The sites are under development with assistance from the U.S. Department of Health and Human Services, the Department of Defense and other federal agencies.

The federal government will provide a separate vaccine supply for the joint sites outside New York’s scheduled rough allocation of 315,000 doses weekly.

“The Washington Avenue Armory is proud to be part of this historic effort to vaccinate New York State from COVID-19,” Armory representatives said in a prepared statement Wednesday. “With our legacy as a former New York National Guard armory, the Armory is ready to serve the Empire State in its time of need. The Armory’s location right in Downtown Albany is accessible by public transit and walkable from many of Albany’s neighborhoods, making for an ideal central location for socially vulnerable communities as noted by Gov. Cuomo.”

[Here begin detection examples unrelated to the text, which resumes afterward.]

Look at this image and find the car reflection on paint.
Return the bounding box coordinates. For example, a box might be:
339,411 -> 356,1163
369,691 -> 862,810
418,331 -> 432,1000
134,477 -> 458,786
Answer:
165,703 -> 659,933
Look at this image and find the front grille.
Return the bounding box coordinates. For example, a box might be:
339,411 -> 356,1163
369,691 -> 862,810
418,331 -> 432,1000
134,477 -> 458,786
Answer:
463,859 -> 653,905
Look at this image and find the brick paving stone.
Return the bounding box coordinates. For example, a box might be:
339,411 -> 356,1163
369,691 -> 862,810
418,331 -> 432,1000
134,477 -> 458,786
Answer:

The four additional state and federal locations are in addition to two mass vaccination sites at York College in Jamaica, Queens, and Medgar Evers College in Brooklyn set to open next week. About 3,000 New Yorkers will be vaccinated at the downstate sites each day.

Appointments at the new sites will be initially reserved for members of the immediate community. Additional scheduling information about opening dates and hours of operation will be announced in the coming days, according to the governor’s office.

The joint-run sites — staffed by federal, state and local officials and the National Guard — will help vaccinate minority, low-income and other socially vulnerable communities.

Minority groups are less likely to accept receiving a coronavirus vaccine when eligible because of traditional disparities in health care, correlating health education and a heightened distrust of the government.

“Part of it is access, part of it is hesitancy,” Cuomo said. “We have to work harder in those areas to get those numbers up.”

Coronavirus infections plagued Black and Hispanic communities three times as much as the rate for white Americans. African-Americans died from COVID-19 at 2.5 times, and Latinos at 1.5 times, the rate of whites.

Additionally, the state will open 13 community-based pop-up vaccine sites at community centers, public housing complexes and cultural centers. The state runs 91 temporary vaccine locations to date.

A site will open at the Schenectady City Mission in the Capital Region, Native American Community Services center in Buffalo and the Trenton and Pamela Jackson Center in Rochester in the Finger Lakes region. Five sites are slated for New York City, two in the Hudson Valley and one each in Long Island, Central New York and the Southern Tier.

“I want to thank President for that and the coronavirus response coordinator Jeff Zients — this is a very big and aggressive effort to address vaccine hesitancy in the Black community, and I thank them very much for that,” Cuomo said.

The sites are slated to vaccinate 3,850 people this week. Vaccinations are by appointment only, and are already filled in the Hudson Valley, Capital Region and Western New York.

The state reports at lest 2,068,561 New Yorkers have received at least one of two required doses of the COVID-19 vaccine as of Wednesday. About 91% of the state’s COVID-19 vaccine supply delivered in the first nine weeks, or since Dec. 14, was administered to New Yorkers.

Doses for the 10th week have started to arrive in federal shipments, according to the governor’s office.